Nous lisons dans la Bataille du 7 juillet un article où Henri Zisly parle des camarades groupés autour de notre revue en ces termes :
« Par exemple, — et ceci est important pour éviter discussions et confusions — ceux d’entre les anarchistes qui n’adopteraient point lesdits principes anarchistes dans leur intégralité, causant de ce fait une déviation, devront prendre une autre étiquette et seront à l’avenir désignés [[C’est nous qui soulignons.]] par cette nouvelle dénomination. Exemple : les anarchistes d’avant-guerre qui ont soutenu la Défense Nationale et qui continuent la même tactique se nommeront néo-anarchistes, ou anarchistes-interventionnistes ou de tout autre qualificatif les distinguant des anarchistes vieux style (communistes-révolutionnaires). Il faudrait encore (mais ceci est peut-être demander beaucoup…) ne pas invectiver inutilement nos « ex-camarades » d’avant-guerre qui ont cru bon, par tactique et par sincérité, de se rallier à la Défense Nationale afin de soutenir leur idéal de guerre révolutionnaire en partie réalisé, mais il faut leur faire grief d’avoir conservé l’étiquette anarchiste alors qu’ils avaient dévié de l’intégralité des principes anarchistes et, de ce fait, ont trompé le public, déjà si ignorant, surtout au sujet des diverses conceptions sociales. »

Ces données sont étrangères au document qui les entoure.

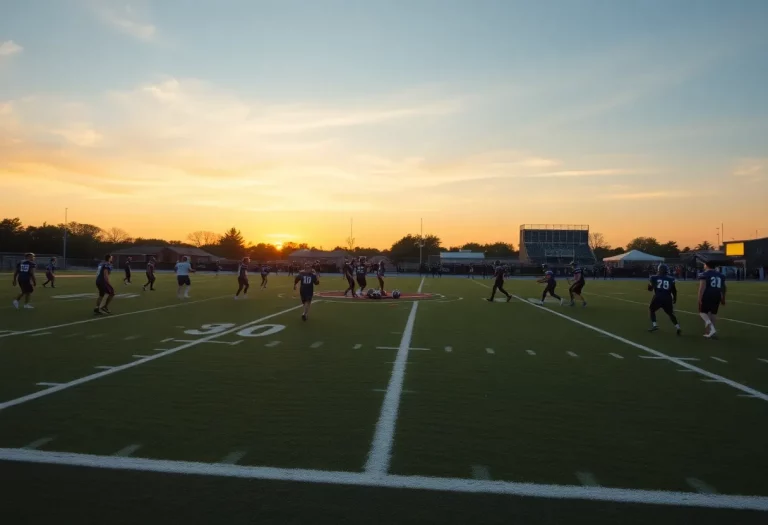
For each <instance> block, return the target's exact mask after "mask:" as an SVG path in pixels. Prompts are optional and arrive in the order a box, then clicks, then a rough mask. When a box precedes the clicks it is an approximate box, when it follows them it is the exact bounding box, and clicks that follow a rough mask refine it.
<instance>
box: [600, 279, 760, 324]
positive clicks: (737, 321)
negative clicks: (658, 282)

Avant tout, nous remercions H. Z. de ses bons sentiments à notre égard. Aussi bien, nous croyons à la bonne foi des camarades qui, actuellement se trouvent séparés de nous. Mais nous voudrions rectifier la pensée qu’il nous a prêtée dans les lignes suivantes :
« Nous avons dévié de l’intégralité des principes anarchistes, et de ce fait trompé le public déjà si ignorant au sujet des diverses conceptions sociales ».

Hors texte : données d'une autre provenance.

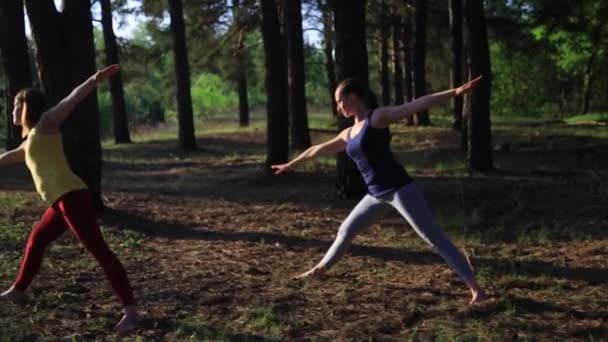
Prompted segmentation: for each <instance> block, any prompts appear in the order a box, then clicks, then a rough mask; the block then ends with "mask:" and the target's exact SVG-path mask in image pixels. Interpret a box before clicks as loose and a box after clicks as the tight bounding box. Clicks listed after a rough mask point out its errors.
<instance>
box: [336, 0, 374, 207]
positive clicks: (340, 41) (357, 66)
mask: <svg viewBox="0 0 608 342" xmlns="http://www.w3.org/2000/svg"><path fill="white" fill-rule="evenodd" d="M332 4H333V7H334V25H335V30H336V76H337V77H336V78H337V79H338V80H344V79H345V78H350V77H353V78H357V79H359V80H360V81H361V82H363V83H364V84H368V83H369V71H368V62H367V46H366V37H365V0H335V1H333V2H332ZM352 123H353V120H352V119H350V120H349V119H346V118H344V117H343V116H341V115H340V116H338V127H339V129H340V130H343V129H345V128H346V127H348V126H351V125H352ZM336 168H337V172H338V175H337V195H338V197H339V198H358V197H361V196H363V195H364V194H365V192H366V188H365V183H364V182H363V179H362V178H361V175H360V174H359V170H357V167H356V165H355V164H354V163H353V162H352V160H350V159H349V158H348V156H347V155H346V153H344V152H341V153H339V154H338V156H337V161H336Z"/></svg>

D’abord, nous serions très heureux qu’on voulut bien nous dire ce qu’il faut entendre par intégralité des principes anarchistes.
Ensuite, il faudrait envisager leur application devant tel ou tel état de fait, et se rendre compte des facteurs déterminant l’attitude de chacun.
Ce qu’on peut dire, c’est que la plupart d’entre nous, influencés un peu par leur cercle d’amis, suggestionnés par leur propre propagande, ne croyaient pas à la guerre ou tout au moins ne croyaient pas à la guerre immédiate. Ils croyaient que les idées marchaient aussi vite partout et se berçaient de l’illusion d’avoir assez de temps devant eux pour organiser dans leurs pays respectifs une forte organisation antiguerrière, capable d’empêcher le conflit d’éclater.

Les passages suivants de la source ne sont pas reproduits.